Montreal’s secondary will also have its hands full with fifth-year wide receiver Daniel Wiebe, a prominent Hec Crighton nominee who collected 1,140 yards and 11 touchdowns on 65 receptions this year.
Saskatchewan Huskies’ wide receiver strives for 2025 Vanier Cup
The outcome may ultimately be distilled down to which unit can better impose itself on the opposition between Montreal’s offence and Saskatchewan’s defence.
All-Star returner Kubongo and the Huskies’ special teams buoyed its offence with peripheral scoring at a crucial moment when Saskatchewan’s passing game was misfiring against Queen’s. Montreal won’t be wise to offer similar opportunities in that phase during the final.

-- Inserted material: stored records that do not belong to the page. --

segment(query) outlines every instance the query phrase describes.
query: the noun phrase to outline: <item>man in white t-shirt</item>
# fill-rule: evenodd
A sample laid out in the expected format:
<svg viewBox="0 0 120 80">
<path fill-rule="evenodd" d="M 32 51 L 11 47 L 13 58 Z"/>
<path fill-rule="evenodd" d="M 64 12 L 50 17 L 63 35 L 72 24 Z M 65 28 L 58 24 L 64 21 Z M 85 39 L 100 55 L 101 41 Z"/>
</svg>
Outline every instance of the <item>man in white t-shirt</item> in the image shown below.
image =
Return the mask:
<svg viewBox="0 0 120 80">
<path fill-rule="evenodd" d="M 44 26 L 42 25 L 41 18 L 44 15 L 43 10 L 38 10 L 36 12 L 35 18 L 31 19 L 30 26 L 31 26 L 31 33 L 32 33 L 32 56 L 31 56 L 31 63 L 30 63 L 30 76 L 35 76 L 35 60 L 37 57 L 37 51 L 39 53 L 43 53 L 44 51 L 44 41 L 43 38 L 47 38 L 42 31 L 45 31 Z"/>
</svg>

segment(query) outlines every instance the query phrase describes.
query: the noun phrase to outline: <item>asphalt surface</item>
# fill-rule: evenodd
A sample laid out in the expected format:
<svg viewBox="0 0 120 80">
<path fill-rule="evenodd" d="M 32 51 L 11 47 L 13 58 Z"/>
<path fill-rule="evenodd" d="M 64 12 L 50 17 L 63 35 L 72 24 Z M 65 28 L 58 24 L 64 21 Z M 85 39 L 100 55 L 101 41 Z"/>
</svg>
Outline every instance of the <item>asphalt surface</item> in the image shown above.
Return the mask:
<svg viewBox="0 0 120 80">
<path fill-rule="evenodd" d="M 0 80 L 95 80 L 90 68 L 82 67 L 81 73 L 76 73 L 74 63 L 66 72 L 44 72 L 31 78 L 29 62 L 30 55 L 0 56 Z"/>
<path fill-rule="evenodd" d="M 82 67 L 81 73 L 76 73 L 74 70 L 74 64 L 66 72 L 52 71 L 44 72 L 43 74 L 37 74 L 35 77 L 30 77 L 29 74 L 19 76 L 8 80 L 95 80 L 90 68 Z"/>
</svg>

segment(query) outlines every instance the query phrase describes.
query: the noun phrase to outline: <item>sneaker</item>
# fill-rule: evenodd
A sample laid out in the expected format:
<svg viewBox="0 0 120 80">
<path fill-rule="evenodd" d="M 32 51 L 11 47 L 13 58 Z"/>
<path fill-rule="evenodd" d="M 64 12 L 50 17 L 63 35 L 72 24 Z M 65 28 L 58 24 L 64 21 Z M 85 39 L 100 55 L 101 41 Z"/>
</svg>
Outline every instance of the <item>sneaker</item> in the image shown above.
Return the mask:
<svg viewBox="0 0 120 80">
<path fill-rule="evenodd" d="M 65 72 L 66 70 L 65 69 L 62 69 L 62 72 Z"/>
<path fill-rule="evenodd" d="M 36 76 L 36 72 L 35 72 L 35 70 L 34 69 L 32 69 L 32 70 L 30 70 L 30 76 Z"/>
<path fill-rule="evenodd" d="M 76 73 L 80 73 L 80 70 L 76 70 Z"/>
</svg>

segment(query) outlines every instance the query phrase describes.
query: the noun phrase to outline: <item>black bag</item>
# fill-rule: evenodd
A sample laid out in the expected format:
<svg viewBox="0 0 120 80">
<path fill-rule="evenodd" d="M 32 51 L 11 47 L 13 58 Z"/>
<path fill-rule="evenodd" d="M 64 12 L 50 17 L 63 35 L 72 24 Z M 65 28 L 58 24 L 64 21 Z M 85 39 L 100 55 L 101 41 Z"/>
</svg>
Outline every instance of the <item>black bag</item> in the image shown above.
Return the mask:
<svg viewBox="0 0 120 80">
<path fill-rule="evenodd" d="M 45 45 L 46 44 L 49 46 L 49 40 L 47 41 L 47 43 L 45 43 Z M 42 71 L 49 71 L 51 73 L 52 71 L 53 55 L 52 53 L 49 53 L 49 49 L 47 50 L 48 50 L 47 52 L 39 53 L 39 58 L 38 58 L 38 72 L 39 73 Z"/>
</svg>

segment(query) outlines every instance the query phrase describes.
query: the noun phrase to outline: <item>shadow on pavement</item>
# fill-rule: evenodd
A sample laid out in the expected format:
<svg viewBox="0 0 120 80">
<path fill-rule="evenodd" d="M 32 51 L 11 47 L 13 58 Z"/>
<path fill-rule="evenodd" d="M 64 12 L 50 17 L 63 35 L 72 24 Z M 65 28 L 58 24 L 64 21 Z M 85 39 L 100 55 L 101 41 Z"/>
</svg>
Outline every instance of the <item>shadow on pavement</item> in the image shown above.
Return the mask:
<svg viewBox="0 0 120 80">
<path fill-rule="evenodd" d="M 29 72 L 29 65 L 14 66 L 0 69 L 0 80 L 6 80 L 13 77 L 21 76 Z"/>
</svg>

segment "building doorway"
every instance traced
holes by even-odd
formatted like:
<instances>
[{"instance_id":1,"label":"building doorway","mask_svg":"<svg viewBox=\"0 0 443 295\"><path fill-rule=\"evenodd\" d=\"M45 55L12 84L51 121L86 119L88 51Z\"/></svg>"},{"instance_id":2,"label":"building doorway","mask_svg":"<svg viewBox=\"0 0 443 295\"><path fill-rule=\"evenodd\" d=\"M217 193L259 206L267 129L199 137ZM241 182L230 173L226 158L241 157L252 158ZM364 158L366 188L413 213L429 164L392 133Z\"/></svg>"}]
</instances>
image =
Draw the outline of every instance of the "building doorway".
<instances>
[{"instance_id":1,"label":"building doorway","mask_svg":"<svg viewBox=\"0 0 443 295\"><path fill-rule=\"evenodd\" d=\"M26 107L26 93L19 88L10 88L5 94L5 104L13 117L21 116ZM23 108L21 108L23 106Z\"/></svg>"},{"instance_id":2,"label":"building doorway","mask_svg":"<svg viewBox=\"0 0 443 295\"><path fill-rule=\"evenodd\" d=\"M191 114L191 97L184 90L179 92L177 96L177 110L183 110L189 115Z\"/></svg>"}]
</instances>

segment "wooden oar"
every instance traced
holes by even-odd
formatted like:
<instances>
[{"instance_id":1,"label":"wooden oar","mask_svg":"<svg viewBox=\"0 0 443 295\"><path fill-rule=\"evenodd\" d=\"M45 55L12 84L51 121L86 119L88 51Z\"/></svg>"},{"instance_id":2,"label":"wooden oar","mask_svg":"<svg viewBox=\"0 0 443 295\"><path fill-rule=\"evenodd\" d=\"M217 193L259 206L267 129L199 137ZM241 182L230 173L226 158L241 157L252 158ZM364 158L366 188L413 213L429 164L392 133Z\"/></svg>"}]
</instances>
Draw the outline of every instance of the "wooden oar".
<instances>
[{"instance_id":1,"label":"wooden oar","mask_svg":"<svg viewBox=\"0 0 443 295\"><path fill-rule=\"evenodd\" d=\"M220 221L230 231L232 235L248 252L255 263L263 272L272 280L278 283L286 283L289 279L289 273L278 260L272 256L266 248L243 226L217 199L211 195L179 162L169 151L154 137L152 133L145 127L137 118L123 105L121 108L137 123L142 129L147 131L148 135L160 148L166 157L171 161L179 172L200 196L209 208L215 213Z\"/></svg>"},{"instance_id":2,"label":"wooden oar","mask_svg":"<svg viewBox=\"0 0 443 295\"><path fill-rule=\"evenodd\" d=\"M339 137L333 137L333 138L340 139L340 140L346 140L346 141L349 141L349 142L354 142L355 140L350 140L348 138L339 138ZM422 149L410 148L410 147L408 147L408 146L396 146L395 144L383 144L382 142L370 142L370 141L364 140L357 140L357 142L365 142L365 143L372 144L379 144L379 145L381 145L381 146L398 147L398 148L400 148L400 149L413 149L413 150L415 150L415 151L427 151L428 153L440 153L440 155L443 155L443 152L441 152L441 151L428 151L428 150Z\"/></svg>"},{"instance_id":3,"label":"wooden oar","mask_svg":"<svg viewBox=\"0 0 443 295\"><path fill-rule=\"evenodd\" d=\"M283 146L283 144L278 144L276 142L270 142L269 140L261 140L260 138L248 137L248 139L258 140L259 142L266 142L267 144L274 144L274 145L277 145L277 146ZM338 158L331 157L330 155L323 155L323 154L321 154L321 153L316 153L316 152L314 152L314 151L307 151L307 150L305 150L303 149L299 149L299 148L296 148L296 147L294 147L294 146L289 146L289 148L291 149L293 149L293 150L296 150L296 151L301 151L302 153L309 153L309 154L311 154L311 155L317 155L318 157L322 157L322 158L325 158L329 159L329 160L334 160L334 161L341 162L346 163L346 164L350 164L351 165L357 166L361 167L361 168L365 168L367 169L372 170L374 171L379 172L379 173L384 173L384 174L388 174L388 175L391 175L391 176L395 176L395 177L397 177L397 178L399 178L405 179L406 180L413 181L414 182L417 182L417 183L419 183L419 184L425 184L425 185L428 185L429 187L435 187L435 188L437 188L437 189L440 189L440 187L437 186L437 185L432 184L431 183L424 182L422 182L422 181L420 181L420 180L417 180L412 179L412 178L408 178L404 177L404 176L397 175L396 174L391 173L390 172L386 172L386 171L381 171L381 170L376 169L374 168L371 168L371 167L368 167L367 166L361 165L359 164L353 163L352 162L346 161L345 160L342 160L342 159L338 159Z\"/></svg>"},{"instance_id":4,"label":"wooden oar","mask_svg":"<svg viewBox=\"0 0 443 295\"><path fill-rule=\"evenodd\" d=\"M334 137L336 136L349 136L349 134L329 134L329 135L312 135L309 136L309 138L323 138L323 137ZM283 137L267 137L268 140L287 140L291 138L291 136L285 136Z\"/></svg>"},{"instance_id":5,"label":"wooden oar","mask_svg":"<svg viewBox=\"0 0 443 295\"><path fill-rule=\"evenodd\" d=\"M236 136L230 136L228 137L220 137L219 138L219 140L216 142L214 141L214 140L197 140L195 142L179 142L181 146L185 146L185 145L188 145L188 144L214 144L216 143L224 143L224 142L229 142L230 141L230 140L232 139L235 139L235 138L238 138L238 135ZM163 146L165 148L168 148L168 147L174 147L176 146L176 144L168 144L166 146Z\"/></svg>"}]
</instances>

Les Bleus made a statement with its rematch win over Laval in the Coupe Jacques-Dussault, and while the Carabins can’t presently lean on as storied a legacy as its in-province rival — nobody can — the Carabins will look to author the latest victorious chapter in the program’s rapidly growing history on Saturday.
From a Huskies perspective, though the journey from Griffiths Stadium to Mosaic is only an approximate 255 kilometres, the 2025 campaign has been a whirlwind odyssey for a group still closely invested in Amundrud’s ongoing battle.
This Vanier Cup could also represent a chance for Flory’s team to validate an era of players that fell agonizingly short twice before, and — finally — achieve its first breakthrough in the 21st century.